Pour la diversité spécifique et génétique, on ne dispose pas le plus souvent d’information sur les distances évolutives alors que l’on sait que certaines entités

peuvent être très proches (espèces jumelles) et d’autres très éloignées. Là aussi, les approches de la génomique permettraient de mesurer objectivement des distances mais ne sont pas opérationnelles. Pour la diversité écologique, il est difficile également de mesurer une « distance » entre habitats. Cette dimension n’est donc généralement pas prise en compte et l’on considère implicitement les entités comme « équidistantes ». En revanche, sur un plan fonctionnel, on peut regrouper les espèces en « groupes fonctionnels » (par exemple en termes de positionnement dans un réseau trophique) et mesurer la diversité des groupes fonctionnels.

Pour l’abondance absolue, on se limitera généralement à quelques groupes facilement repérables et pour lesquels on peut avoir des données démographiques. Là aussi, on supposera que, compte tenu des multiples interactions au sein de l’écosystème, ces fluctuations d’abondance rendent compte d’évolutions plus globales (cf. indicateur STOC).

Enfin, pour l’organisation spatiale, la définition d’un paramètre synthétique rendant compte de la répartition spatiale des habitats et ayant un sens fonctionnel reste un enjeu. Un ratio pourrait être proposé entre la surface (hectare de forêt, surface d’occupation du sol selon CORINE Land Cover…) et la qualité de ces systèmes et évalué par rapport à une valeur de référence.

b. Cas des notions non mesurables

La construction d’un indice d’état de la biodiversité à partir de notions non mesurables peut être illustrée par la mise en œuvre du calcul de l’indice d’« intégrité de la biodiversité » (Scholes et Biggs, 2005 in Couvet et al., à paraître).

L’indice se calcule en pondérant l’abondance observée de chaque groupe fonctionnel par sa diversité en nombre d’espèces et par la surface des écosystèmes observés. Il combine des mesures obtenues sur différents groupes, selon différentes configurations spatiales et donc à différentes échelles spatiales.

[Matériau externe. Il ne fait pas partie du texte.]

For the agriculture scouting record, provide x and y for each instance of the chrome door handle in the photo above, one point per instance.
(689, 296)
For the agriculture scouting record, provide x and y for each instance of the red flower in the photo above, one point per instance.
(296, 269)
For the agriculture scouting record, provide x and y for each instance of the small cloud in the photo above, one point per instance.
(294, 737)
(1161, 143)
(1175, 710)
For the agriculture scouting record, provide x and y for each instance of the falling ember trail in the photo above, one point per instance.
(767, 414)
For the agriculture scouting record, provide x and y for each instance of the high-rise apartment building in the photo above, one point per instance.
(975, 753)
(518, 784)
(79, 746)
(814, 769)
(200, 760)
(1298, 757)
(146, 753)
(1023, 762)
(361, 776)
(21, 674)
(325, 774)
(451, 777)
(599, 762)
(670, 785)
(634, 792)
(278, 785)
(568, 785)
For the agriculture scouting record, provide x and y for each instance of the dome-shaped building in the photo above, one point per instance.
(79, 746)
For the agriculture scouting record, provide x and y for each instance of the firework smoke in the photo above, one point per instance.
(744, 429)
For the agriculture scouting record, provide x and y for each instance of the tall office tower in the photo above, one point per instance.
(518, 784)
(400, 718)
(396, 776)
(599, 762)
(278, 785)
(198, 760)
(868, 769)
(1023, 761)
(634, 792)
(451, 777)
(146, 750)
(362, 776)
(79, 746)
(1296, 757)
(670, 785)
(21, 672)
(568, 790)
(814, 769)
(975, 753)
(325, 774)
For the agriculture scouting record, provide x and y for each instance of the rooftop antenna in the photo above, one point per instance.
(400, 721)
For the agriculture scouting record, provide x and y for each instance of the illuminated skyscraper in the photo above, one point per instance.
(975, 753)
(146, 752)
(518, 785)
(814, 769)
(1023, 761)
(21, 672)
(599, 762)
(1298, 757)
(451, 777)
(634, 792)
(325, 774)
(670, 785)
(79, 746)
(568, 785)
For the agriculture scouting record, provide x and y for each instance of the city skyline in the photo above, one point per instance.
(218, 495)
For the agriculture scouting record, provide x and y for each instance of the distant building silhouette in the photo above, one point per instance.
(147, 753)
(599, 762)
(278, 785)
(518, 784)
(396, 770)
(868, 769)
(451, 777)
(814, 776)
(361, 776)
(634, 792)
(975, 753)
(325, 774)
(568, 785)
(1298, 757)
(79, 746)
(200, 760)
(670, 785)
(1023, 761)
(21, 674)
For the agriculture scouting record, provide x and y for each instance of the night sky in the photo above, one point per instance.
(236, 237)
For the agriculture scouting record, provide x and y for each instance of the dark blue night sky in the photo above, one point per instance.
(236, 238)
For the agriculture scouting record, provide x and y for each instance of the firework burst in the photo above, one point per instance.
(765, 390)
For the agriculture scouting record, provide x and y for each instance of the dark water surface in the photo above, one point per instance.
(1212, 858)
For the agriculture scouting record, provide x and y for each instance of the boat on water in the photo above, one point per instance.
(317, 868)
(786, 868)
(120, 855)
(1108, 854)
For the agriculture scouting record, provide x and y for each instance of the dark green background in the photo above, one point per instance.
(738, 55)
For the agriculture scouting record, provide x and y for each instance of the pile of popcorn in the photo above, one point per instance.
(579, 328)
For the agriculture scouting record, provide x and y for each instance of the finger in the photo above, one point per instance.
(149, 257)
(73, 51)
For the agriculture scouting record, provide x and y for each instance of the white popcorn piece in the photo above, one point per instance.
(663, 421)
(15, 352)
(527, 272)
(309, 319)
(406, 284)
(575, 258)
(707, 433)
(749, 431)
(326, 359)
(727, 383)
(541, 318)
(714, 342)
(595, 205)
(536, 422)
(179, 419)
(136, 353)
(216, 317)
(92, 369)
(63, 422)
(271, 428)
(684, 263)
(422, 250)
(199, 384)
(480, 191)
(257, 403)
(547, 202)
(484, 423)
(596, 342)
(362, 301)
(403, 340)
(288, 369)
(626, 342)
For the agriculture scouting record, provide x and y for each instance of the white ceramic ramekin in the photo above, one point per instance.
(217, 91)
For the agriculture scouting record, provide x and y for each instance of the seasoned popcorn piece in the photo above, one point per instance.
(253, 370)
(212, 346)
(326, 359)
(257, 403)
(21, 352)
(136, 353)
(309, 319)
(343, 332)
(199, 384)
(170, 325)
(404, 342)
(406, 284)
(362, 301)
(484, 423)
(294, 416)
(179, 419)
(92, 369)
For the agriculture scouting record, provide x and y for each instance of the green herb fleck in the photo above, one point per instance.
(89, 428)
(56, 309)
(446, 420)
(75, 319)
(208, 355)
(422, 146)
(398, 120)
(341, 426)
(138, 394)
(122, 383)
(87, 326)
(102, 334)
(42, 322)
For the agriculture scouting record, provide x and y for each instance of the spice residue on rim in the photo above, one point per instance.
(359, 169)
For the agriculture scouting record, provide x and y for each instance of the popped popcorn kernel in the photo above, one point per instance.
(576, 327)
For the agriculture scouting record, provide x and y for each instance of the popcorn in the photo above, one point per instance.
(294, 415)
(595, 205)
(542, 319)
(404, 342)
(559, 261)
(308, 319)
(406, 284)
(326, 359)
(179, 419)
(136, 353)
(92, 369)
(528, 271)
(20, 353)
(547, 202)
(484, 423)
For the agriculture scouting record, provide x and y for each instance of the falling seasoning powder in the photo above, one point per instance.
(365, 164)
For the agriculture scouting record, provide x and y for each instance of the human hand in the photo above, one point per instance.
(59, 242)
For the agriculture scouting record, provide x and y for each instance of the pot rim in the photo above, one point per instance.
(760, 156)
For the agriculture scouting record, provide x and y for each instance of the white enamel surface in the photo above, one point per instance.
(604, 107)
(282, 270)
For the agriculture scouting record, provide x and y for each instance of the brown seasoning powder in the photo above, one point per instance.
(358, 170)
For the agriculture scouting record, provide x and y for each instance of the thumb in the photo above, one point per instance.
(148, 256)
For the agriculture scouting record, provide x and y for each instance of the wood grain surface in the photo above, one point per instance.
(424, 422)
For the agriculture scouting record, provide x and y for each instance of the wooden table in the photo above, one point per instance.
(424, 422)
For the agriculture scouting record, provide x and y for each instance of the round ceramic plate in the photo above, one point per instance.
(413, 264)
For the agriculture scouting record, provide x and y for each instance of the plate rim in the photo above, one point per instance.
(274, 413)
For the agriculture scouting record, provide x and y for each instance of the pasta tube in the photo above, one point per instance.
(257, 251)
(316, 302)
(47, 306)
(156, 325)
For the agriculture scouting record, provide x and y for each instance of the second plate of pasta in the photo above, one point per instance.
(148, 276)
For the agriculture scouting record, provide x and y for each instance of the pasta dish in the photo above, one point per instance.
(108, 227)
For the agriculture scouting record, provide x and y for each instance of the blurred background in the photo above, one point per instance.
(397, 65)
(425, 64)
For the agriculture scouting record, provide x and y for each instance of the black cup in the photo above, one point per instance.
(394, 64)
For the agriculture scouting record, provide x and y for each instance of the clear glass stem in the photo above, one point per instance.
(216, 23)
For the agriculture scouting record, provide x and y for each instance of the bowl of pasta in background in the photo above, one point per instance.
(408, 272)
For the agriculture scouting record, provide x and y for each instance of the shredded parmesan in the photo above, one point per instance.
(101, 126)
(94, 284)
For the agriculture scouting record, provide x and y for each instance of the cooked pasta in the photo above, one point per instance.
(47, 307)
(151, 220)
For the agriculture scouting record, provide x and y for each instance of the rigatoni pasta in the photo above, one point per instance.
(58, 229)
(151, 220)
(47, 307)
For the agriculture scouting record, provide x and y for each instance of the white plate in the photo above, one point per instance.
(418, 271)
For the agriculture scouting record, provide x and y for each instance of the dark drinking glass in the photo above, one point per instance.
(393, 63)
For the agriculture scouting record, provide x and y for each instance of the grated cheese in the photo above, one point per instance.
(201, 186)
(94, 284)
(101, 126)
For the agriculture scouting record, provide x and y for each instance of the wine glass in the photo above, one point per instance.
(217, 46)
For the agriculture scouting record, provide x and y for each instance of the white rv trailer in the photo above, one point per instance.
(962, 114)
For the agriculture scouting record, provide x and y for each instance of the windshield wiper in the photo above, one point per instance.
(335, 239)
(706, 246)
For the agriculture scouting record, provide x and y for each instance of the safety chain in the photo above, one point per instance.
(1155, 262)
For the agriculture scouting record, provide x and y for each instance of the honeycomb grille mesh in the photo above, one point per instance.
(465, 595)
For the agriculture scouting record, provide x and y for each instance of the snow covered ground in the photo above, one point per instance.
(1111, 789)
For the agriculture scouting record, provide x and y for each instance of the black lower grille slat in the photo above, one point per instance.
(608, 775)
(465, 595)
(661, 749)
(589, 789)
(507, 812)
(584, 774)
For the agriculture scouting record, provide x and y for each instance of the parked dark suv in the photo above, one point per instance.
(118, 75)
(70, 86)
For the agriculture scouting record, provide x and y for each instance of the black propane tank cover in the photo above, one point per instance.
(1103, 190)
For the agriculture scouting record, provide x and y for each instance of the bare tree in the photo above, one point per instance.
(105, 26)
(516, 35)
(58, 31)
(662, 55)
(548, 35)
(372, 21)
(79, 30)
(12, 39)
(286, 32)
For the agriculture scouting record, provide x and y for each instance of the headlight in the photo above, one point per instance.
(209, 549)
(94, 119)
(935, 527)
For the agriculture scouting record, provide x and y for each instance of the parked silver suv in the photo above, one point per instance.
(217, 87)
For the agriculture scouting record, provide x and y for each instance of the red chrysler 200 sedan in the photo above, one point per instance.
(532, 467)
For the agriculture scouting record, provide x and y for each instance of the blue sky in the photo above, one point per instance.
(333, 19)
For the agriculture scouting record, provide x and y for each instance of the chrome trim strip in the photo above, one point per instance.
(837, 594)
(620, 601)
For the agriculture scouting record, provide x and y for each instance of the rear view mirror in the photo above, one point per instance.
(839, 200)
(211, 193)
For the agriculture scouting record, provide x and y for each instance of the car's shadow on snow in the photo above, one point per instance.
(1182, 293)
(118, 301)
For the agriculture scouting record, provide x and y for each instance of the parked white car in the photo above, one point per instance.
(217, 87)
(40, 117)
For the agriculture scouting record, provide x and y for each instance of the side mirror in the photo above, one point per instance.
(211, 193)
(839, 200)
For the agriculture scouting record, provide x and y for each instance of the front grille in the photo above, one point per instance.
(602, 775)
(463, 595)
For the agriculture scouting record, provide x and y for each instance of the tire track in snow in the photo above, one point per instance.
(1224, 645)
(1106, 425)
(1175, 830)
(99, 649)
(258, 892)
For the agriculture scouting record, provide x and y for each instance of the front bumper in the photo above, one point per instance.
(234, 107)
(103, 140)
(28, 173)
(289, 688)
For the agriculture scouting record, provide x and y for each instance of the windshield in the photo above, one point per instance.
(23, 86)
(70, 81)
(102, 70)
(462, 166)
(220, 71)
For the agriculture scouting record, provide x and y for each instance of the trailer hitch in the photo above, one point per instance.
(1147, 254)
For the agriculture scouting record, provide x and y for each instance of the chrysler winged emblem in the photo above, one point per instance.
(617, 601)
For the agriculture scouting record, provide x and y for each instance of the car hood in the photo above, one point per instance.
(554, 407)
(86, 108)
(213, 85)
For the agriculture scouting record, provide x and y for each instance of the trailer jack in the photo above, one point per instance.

Dans les pays où il n’existe pas d’informations suffisantes pour faire des calculs d’abondance relative des populations, l’indicateur propose une approximation de l’évolution de la biodiversité à partir d’une estimation, à dire d’expert, de l’impact des activités humaines sur des populations animales et végétales de référence et de généraliser cet impact sur l’ensemble des populations appartenant aux mêmes groupes fonctionnels. L’impact est estimé par avis au minimum de trois spécialistes pour chaque groupe taxonomique (plantes, mammifères, oiseaux, reptiles et amphibiens).

Cet indicateur permet ainsi de réaliser des suivis à partir d’échelles écosystémiques, à partir d’activités ayant un impact sur les habitats ou à partir de groupes fonctionnels.

Dans un contexte où persistent beaucoup d’incertitudes scientifiques, où la disponibilité des données constitue un élément limitant au développement d’indicateurs, il est nécessaire de privilégier des approches modestes et prudentes à propos de la conceptualisation et de l’usage des indicateurs de biodiversité.

La mise en place d’observatoires de biodiversité devrait permettre de s’affranchir progressivement des avis d’experts dans la documentation des indices de biodiversité.